数十年後のミステリー
ある館で起きた殺人事件。
被害者は、犯人に誘導されるように椅子に座っていたがどのようにそうされたのかが謎だった。犯人はわかっている。だが、トリックがわからない。
怪しいものがあるとすれば机の上には不思議な薄いペラペラした白いもの。
警察もお手上げ、迷宮入りするよう思えていた。
そう、彼が現れるまでは。
「刑事さん、わかりましたよ」
偶然そこに居合わせた名探偵。彼は現場を見るやいなや不敵な笑みを浮かべた。
「すぐにみなさんを集めてください」
ーーーーー
「探偵さん、私がどのようにして被害者を誘導したのですか?あそこで彼を誘導できるようなものはありませんでしたよ?」
犯人は得意げに笑っている。自分のトリックは見破られるはずはないと言わんばかりに。
刑事は探偵をじっと見つめる。
「……あるじゃないですか?そこに」
探偵が指をさしたのは、机の上にあった白い薄いペラペラとしたもの。犯人はさっきまで得意げだったはずの表情が思わず歪ませる。
「そ、それでどうやって誘導したというんですか?」
「そうだよ探偵さん、こんなものじゃ何もできないやしないはずだ」
刑事も探偵のことを疑っている。こんなペラペラなものでできることなどない、そう思っていたからだ。

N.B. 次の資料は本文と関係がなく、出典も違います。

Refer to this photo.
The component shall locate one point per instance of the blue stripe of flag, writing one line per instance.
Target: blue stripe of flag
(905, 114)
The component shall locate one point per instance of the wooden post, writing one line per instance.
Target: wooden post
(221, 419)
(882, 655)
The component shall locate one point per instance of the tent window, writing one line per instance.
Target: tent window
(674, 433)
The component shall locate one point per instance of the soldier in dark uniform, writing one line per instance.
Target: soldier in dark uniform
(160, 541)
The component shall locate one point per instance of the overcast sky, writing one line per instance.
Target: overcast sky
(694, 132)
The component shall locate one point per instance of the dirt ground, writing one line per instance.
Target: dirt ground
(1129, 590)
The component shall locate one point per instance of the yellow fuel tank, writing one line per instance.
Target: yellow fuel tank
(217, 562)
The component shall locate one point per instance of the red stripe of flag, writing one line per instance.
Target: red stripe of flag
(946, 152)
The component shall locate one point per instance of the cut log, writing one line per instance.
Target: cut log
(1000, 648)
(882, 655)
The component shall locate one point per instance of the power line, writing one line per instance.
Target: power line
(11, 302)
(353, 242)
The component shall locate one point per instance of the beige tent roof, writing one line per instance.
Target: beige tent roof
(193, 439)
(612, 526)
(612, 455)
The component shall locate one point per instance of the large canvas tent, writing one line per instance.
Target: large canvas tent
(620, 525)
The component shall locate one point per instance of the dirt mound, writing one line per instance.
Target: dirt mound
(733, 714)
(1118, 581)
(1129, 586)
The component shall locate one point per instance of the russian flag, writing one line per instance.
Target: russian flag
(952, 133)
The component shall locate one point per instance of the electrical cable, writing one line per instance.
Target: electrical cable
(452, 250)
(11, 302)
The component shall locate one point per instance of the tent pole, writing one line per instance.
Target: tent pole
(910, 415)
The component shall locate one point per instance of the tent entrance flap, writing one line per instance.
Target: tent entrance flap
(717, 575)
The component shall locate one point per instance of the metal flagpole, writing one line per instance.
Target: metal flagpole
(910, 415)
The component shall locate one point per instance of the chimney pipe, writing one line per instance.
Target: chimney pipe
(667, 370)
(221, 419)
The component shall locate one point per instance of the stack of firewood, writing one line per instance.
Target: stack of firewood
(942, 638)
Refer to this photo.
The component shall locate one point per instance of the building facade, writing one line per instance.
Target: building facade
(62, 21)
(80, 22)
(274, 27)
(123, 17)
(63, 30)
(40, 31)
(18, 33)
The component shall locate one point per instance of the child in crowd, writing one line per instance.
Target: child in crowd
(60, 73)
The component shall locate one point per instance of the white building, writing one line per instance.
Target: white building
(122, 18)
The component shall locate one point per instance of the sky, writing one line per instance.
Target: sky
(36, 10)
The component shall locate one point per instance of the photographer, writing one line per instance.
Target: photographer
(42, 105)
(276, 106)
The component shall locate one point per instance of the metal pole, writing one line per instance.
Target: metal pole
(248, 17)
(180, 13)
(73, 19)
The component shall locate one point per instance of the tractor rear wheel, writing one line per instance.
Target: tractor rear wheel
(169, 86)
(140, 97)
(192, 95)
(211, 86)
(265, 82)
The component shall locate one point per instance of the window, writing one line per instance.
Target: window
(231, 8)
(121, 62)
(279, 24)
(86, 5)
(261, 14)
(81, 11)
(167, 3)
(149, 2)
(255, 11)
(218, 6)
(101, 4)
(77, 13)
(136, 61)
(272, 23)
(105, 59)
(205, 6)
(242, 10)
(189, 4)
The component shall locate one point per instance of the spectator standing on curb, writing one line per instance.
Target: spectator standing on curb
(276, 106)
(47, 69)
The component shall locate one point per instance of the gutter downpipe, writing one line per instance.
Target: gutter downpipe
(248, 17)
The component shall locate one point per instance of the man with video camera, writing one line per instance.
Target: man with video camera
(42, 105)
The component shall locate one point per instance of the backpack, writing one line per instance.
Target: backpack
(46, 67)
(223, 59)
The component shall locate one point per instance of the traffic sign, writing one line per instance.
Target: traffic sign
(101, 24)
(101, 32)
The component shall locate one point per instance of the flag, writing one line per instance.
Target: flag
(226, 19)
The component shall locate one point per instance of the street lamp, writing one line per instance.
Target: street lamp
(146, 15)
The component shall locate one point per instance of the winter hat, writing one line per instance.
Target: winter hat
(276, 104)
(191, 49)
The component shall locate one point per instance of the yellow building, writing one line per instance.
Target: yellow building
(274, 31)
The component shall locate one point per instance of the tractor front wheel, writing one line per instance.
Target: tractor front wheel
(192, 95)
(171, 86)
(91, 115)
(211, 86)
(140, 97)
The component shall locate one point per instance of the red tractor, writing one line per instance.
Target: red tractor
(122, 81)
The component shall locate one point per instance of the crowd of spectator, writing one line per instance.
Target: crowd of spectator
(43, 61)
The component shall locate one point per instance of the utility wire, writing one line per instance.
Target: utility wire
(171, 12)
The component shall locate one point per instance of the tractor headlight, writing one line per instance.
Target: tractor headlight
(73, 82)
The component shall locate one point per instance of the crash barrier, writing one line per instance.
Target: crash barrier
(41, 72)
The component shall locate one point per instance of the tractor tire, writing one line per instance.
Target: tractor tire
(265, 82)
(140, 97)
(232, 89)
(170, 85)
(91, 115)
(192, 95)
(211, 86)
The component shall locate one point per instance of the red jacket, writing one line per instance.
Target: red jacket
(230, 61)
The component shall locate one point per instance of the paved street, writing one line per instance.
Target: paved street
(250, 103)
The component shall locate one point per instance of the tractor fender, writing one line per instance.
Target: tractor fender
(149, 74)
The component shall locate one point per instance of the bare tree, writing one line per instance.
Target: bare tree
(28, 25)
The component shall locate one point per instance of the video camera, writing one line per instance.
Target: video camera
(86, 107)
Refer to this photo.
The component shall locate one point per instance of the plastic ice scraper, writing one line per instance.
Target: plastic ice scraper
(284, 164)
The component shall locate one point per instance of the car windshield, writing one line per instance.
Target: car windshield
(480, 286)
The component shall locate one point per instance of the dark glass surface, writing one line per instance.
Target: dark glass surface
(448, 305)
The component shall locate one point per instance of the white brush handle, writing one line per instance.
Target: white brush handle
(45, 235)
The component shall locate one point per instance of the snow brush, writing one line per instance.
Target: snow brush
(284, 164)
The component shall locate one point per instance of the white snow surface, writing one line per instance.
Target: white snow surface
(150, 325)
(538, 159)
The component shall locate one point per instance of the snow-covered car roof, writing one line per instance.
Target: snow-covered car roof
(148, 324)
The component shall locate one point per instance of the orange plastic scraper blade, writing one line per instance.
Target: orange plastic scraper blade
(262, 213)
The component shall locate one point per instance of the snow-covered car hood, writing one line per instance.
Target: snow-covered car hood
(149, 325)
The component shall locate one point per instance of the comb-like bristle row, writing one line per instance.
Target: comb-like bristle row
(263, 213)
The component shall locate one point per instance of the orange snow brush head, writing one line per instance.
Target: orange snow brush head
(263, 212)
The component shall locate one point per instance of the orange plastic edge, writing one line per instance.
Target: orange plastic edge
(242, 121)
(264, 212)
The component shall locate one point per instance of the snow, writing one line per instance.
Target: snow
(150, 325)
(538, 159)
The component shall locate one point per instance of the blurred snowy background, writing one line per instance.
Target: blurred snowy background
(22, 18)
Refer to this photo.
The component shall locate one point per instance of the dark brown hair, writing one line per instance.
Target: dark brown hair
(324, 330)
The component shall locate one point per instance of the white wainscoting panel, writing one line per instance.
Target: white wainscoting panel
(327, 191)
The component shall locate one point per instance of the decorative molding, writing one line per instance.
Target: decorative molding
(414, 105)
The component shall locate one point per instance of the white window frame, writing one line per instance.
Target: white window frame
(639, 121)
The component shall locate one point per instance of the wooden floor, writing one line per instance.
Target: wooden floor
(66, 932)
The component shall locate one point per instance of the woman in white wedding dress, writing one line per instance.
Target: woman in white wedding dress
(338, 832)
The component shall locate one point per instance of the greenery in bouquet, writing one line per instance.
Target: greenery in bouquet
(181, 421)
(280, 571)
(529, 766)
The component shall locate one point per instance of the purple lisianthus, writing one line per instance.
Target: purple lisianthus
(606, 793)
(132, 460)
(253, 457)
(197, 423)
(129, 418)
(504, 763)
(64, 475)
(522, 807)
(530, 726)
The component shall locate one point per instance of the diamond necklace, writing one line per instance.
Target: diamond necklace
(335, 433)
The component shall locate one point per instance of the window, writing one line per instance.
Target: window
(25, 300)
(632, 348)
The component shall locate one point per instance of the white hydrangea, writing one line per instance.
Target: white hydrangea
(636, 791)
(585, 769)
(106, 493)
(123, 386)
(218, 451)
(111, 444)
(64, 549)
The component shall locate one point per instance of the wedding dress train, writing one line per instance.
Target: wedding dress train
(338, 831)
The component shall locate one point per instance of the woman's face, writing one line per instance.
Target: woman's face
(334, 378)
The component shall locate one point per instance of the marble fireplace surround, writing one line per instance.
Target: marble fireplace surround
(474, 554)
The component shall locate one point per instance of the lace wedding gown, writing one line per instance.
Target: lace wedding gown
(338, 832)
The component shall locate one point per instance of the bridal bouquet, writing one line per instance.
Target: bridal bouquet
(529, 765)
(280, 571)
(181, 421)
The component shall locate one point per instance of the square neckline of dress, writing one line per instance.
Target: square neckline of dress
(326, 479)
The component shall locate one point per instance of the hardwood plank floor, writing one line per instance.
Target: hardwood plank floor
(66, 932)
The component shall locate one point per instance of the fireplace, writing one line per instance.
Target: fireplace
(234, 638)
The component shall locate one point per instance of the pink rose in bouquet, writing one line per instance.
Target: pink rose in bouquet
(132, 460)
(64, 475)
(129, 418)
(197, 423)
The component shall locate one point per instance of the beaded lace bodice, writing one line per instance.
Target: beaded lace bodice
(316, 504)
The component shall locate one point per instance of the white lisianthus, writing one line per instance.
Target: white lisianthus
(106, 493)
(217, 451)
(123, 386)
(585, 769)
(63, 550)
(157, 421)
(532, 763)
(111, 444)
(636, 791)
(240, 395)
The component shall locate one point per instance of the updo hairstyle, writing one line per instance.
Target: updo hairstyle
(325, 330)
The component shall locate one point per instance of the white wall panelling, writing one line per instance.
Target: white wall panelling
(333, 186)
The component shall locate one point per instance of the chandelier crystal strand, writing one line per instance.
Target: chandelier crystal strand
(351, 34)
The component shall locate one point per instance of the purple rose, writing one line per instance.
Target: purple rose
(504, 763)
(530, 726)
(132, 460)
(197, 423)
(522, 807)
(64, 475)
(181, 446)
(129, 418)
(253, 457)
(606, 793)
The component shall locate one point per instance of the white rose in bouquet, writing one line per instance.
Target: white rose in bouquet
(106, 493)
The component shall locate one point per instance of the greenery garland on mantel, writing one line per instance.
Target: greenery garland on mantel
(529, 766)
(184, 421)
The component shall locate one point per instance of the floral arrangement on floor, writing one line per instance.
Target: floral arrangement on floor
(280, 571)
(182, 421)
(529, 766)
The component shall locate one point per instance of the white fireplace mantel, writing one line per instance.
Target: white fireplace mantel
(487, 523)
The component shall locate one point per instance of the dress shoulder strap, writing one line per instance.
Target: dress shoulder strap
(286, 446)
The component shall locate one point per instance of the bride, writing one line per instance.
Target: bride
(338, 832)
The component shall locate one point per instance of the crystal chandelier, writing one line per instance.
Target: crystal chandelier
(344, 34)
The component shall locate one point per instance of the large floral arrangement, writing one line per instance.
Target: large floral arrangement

すると、探偵は懐から同じようにペラペラしたそれを取り出した。
「これは、ここにあるものと同じものです」
そして、加えてもう一つ、先の尖った筒状のものを取り出した。
「ペラペラとしたこの物体は"紙"と呼ばれるものです」
「……紙?」
探偵は、全員の疑問に答えるようにすらすらと説明を続ける。
「これは、確かにペラペラとしていてこれだけでは一見、何も伝えることができませんが、この"鉛筆"というものを使えば……」
探偵はそういうと鉛筆と呼ばれるものを紙の上で真っ直ぐに動かす。そこに直線が記録されていく。
「このように、文字情報を記録することができます」
「なんと……!」
信じられない光景に全員が感嘆の声を漏らす。犯人は苦虫を噛み潰したような顔をしている。
「た、たとえ文字がそこに記録できたとして、そこに文字はなかっただろ?」
精一杯の反論に出る犯人。刑事も一理あるとして頷いている。
「探偵さん、そこのところはどうなんだね?」
「この紙にはもう一つ特徴がありましてね?鉛筆で書いた文字というのは、消せるんですよ」
探偵がコートのポケットに手を突っ込むと、犯人は観念したように下を向いた。
「この、"消しゴム"でね」
探偵は引いた直線をを消していく。
「そして、この消した場所には少し黒い跡が残る。現場にあった紙にはその跡があります」
現場に残された紙を見せる探偵。確かにそこには、黒い跡があった。
「私の見立てが正しければ、あなたはまだ持っているはずです。消しゴムを。こんなもの、ゴミ箱に入れていてはトリックがバレかねませんからね」
犯人はポケットから消しゴムを取り出した。
「全て、探偵さんの言う通りです。……完璧なトリックだと思っていたのに。まさか、紙のことを知っている人間がいるとは」
「温故知新。人類が歩んできた歴史というのは、しっかりと学ぶべきです。ですが、それを命を奪うために使うなんて持ってのほかですがね」
肩を落とした犯人は、刑事に連行されていった。
館に静けさが戻り、探偵はまた次の事件へと向かっていく。